With millions of music, movie and game discs given as gifts this holiday season, there is a 1 out of 2 chance that those discs -- or many of those already in collections -- will get scratched before 2003 is over, according to a survey conducted by Digital Innovations®, maker of the SkipDoctor® disc repair device.
"What's surprising is that most people don't know they can save their discs," said John Hanak, Digital Innovations' CEO. "In fact, 6 out of 10 people we talked to didn't even know scratched discs can be repaired."
70% of families surveyed also reported having found at least one scratched disc in their collections. With billions of dollars invested in disc-based media, most American households risk losing hundreds of dollars in CDs, DVDs or game discs that get scratched and rendered unusable.

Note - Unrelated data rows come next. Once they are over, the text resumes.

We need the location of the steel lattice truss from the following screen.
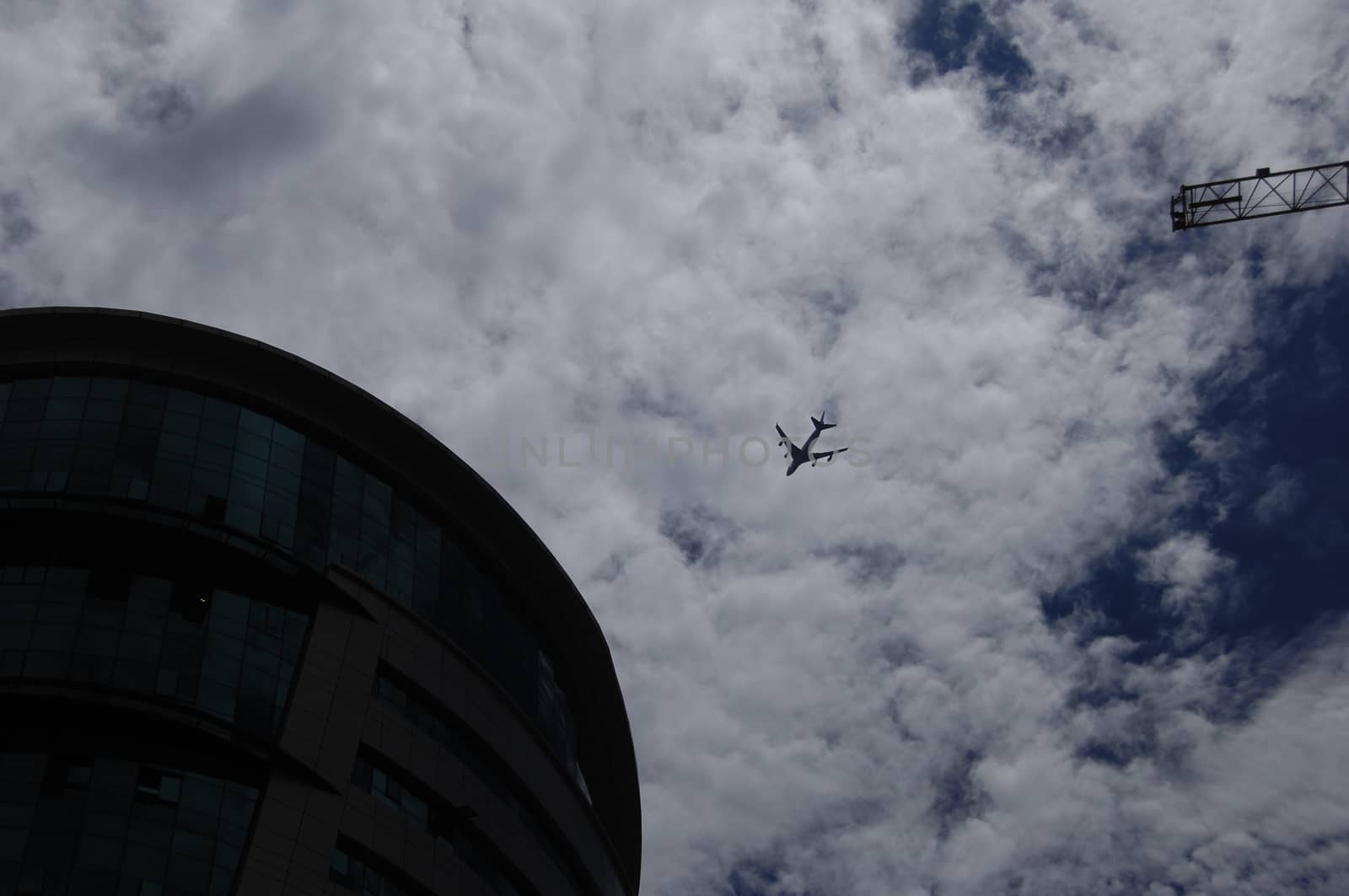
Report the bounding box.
[1171,162,1349,231]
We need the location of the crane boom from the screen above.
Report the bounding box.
[1171,162,1349,231]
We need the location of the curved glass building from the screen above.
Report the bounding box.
[0,308,641,896]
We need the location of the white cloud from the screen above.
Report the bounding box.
[0,0,1349,896]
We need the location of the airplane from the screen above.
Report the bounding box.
[773,410,847,476]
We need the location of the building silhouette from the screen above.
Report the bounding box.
[0,308,641,896]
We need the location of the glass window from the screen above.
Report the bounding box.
[239,407,274,441]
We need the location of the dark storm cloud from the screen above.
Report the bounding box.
[0,190,38,252]
[63,81,325,204]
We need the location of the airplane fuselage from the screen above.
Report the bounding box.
[777,411,847,476]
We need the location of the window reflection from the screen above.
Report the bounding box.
[0,753,258,896]
[0,566,309,735]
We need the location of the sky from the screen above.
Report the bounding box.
[0,0,1349,896]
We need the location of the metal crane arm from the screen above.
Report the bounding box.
[1171,162,1349,231]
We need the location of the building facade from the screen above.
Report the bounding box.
[0,308,641,896]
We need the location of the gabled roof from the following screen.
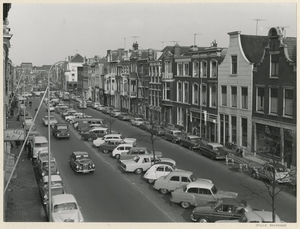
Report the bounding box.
[241,34,269,63]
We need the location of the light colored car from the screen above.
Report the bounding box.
[131,118,144,126]
[93,134,136,147]
[170,180,238,208]
[46,194,84,222]
[111,143,133,159]
[144,162,177,184]
[42,115,57,126]
[120,155,174,174]
[215,211,285,224]
[153,170,209,194]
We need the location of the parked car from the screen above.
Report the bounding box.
[251,163,291,183]
[119,147,163,160]
[52,123,70,139]
[144,162,177,184]
[131,118,144,126]
[46,194,84,222]
[98,140,123,153]
[69,151,95,173]
[165,129,184,143]
[199,143,228,160]
[179,135,201,150]
[153,170,211,194]
[39,175,66,204]
[42,115,57,126]
[191,198,252,223]
[81,127,109,142]
[120,155,175,174]
[118,112,132,121]
[171,180,238,208]
[93,134,136,147]
[215,211,285,224]
[111,143,133,159]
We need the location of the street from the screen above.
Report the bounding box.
[29,95,297,222]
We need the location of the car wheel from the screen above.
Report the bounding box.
[134,168,143,174]
[198,217,209,223]
[180,201,191,209]
[252,171,258,179]
[148,179,155,184]
[159,188,168,195]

The survey also identified the most common ways discs get damaged and, as such, suggests ways to save music, movie and game collections:
* Keep discs in sturdy protective coverings, and in safe, scratch-free environments. This may seem obvious, but many respondents reported finding discs under sofas, on the bottom of toy boxes, or in stacks around the house.
* Avoid the "Frisbee method" of handling discs. Interestingly, the most common use for discs, after listening to them, was to slide them across hard, scratchy floors.

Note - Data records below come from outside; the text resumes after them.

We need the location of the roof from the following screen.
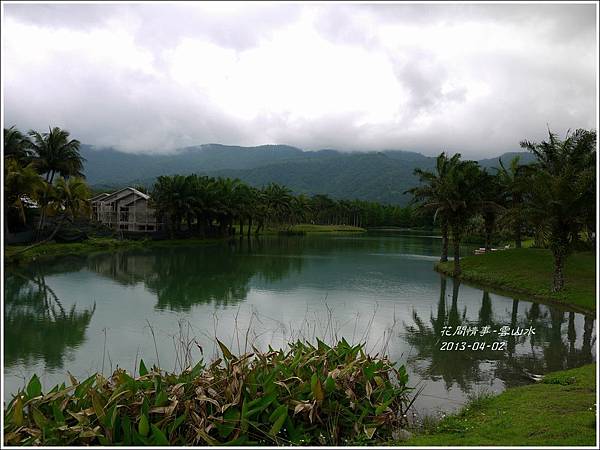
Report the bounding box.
[101,186,150,201]
[90,192,110,202]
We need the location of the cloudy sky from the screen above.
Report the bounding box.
[2,2,597,157]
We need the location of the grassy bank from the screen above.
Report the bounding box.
[4,224,365,264]
[4,234,222,264]
[436,248,596,312]
[265,223,367,234]
[402,364,596,446]
[4,340,412,446]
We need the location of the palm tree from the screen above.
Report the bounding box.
[521,129,596,292]
[29,127,84,235]
[406,152,460,262]
[263,183,292,223]
[4,158,44,232]
[12,177,91,253]
[4,125,31,165]
[29,127,85,184]
[446,161,483,276]
[479,169,506,252]
[496,156,529,248]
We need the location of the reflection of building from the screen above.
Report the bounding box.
[90,187,161,232]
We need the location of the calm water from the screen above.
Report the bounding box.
[4,234,596,414]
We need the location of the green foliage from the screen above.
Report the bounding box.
[436,248,596,311]
[4,339,411,446]
[402,364,596,448]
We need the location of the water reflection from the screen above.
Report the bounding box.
[4,235,595,410]
[404,276,595,392]
[4,271,96,368]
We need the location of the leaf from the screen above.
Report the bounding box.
[217,408,240,438]
[154,390,169,406]
[310,373,325,403]
[325,376,335,394]
[32,407,48,429]
[365,381,373,399]
[12,395,23,427]
[364,426,377,439]
[217,339,234,360]
[26,374,42,398]
[269,405,287,423]
[90,390,106,420]
[150,424,169,445]
[138,414,150,436]
[52,400,65,423]
[140,358,148,377]
[269,405,287,436]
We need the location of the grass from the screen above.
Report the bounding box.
[4,238,220,264]
[265,223,366,234]
[402,364,596,446]
[4,340,411,446]
[436,248,596,312]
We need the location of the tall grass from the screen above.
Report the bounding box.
[4,340,412,445]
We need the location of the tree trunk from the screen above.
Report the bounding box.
[15,217,65,255]
[440,220,448,262]
[552,248,565,292]
[452,227,462,277]
[484,214,494,252]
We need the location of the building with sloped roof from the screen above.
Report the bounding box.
[90,187,162,232]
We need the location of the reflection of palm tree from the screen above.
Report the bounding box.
[4,272,96,368]
[405,276,594,392]
[88,240,302,311]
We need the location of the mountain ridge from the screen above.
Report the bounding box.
[81,144,532,205]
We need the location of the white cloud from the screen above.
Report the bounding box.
[2,3,597,156]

* Always use clean hands when handling discs, and only handle by the edges or center hole. A variety of respondents reported food or drink stains on discs, which are not conducive to play.

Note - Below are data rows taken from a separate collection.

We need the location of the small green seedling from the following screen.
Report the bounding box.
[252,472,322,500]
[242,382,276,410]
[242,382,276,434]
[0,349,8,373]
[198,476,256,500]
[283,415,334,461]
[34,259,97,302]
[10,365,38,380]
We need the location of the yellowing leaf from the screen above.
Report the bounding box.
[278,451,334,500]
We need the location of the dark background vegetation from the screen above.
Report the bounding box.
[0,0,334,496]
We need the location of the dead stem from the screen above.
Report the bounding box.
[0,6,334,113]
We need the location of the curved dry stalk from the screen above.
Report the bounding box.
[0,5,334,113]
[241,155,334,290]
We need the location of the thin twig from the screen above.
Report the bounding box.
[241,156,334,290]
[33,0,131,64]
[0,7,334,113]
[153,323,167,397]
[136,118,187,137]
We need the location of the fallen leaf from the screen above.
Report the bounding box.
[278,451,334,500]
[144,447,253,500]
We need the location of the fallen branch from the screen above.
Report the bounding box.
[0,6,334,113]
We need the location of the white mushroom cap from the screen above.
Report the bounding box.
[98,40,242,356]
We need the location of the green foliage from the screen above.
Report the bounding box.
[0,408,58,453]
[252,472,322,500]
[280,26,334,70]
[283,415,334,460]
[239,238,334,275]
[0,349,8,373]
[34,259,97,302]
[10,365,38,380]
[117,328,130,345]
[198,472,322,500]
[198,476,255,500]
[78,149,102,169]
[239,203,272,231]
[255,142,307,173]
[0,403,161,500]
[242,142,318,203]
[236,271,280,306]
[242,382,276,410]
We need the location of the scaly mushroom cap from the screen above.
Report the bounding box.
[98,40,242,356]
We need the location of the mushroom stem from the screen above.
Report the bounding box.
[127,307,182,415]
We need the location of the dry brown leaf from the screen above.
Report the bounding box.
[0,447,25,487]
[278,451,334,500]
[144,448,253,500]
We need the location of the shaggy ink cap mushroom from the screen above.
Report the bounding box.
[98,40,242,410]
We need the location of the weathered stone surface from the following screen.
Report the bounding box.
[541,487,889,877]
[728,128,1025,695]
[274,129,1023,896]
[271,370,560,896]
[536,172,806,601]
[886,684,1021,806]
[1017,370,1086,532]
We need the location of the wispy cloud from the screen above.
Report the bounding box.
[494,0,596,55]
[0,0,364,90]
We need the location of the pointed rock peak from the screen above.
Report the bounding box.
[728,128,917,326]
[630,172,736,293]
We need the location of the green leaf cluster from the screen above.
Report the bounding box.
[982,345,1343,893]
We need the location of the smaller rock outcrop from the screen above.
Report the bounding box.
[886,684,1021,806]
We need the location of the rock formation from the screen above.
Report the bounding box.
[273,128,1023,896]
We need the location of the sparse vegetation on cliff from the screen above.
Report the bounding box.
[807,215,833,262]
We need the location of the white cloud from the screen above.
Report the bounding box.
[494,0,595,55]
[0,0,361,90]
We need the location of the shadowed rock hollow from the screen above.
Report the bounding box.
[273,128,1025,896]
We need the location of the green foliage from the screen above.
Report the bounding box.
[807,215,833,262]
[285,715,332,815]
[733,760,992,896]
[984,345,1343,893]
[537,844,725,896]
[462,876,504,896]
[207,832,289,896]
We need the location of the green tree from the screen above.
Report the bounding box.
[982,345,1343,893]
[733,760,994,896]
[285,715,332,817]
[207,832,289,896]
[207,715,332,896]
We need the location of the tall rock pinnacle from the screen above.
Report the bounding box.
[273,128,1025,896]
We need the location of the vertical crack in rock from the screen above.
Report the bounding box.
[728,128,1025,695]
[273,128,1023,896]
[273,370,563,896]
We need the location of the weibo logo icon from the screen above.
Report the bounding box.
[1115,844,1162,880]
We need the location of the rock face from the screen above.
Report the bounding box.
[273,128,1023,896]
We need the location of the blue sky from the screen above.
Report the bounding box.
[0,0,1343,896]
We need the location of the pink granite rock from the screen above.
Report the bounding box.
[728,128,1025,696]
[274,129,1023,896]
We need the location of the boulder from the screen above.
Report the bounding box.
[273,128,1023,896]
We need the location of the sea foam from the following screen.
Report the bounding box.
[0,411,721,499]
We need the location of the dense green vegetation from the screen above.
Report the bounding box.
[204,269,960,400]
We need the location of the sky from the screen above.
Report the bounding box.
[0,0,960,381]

* Discs should not substitute teething rings, chew toys or the sustenance offered by the five major food groups. "Teeth marks" were one of the most common ways discs get damaged, while use as beverage coasters was also prevalent.
The conclusion of the survey is that no matter what you do, odds are that a favorite music, movie, game or computer data disc will get scratched this year. A great way to prepare for that inevitability is to own a SkipDoctor CD, DVD or Game repair device; it's the only patented, easy, proven device that fixes scratched discs. Over 2 million have already been sold worldwide.
"We've just scratched the surface of households likely to need the SkipDoctor in 2003," explained Hanak.